I am very new to GIS and I am diving into cartography and mapping because of an Android App that I am currently developing. I want to display environmental data, more precisely noise pollution data on a map in the App. But the data I received is quite complex and large and I am having trouble to properly simplify and export the data that it can easily be used with Open Street Maps on mobiles.
I have several versions of the data, one older shape file 23.5 MB, one newer, more accurate one with even 61.3 MB. When I export the files with QGis I get .kml of 66.4 MB and over 100 MB. I failed in simplifying geometry to reduce the file size since the size seems only to get smaller as the shapes stop looking too different from the original.
I heard of the concept to slice/intersect the shape, for example with shape files from district borders so the mobile device would only load that part of the large file when being in the respective district, with GPS on. I tried to do this with ArcGIS after having downloaded .kml of district borders, but this software seems too complex for me, unfortunately. Is this also possibly be done with QGIS?

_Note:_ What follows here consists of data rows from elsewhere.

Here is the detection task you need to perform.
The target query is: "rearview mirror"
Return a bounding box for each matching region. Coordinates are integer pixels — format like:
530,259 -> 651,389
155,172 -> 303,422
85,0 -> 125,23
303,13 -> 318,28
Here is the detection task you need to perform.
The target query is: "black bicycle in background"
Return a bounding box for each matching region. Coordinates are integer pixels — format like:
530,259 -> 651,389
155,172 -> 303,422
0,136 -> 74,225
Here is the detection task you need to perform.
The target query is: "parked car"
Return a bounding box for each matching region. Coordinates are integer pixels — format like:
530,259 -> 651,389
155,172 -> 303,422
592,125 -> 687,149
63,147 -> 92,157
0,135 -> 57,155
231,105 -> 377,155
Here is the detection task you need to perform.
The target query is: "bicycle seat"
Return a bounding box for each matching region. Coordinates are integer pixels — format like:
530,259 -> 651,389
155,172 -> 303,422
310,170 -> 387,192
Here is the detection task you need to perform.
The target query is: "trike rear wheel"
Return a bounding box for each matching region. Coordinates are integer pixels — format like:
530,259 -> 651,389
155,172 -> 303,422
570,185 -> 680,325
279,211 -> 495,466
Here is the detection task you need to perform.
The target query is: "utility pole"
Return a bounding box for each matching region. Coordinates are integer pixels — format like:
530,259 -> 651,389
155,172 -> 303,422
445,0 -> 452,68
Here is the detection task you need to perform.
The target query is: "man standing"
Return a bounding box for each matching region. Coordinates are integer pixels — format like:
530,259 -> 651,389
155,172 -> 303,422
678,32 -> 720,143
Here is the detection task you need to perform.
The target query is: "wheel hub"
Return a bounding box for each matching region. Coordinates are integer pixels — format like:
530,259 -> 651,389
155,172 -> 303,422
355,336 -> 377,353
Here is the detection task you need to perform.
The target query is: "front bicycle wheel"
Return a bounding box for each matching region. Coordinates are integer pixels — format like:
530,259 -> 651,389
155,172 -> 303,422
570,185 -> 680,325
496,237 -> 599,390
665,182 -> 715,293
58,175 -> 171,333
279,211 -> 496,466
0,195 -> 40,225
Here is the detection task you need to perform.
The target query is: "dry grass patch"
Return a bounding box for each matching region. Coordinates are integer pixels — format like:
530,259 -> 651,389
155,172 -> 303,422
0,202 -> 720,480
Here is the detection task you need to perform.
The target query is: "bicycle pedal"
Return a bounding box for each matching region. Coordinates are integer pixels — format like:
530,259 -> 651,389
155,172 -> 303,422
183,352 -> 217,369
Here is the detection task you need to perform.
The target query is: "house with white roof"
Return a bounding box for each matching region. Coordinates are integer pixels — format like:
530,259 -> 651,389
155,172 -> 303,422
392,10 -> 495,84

What is the best way to boil a large layer of data down so it can easily be used for an Android app? I guess these large polygonal shapes can be expressed in a way simpler way to still get the values for a certain location?! The data, in this case a .kml of 66.4 MB imported via fusiontables onto Google Maps can be seen here: https://www.google.com/fusiontables/DataSource?snapid=S717313eWaJ
I hope some GIS expert has time to look at this and can guide me into the right direction.
Best Birgit
Edit1: Concerning tiling. I see that tiling works only for rastered images. The essence of using the .shp for the is the actual data that lies behind it - the app needs to be able to sort the data, e.g. show only values >x . In order for the device to know on which location which value has ben measured would tiling the shape only be a graphical solution?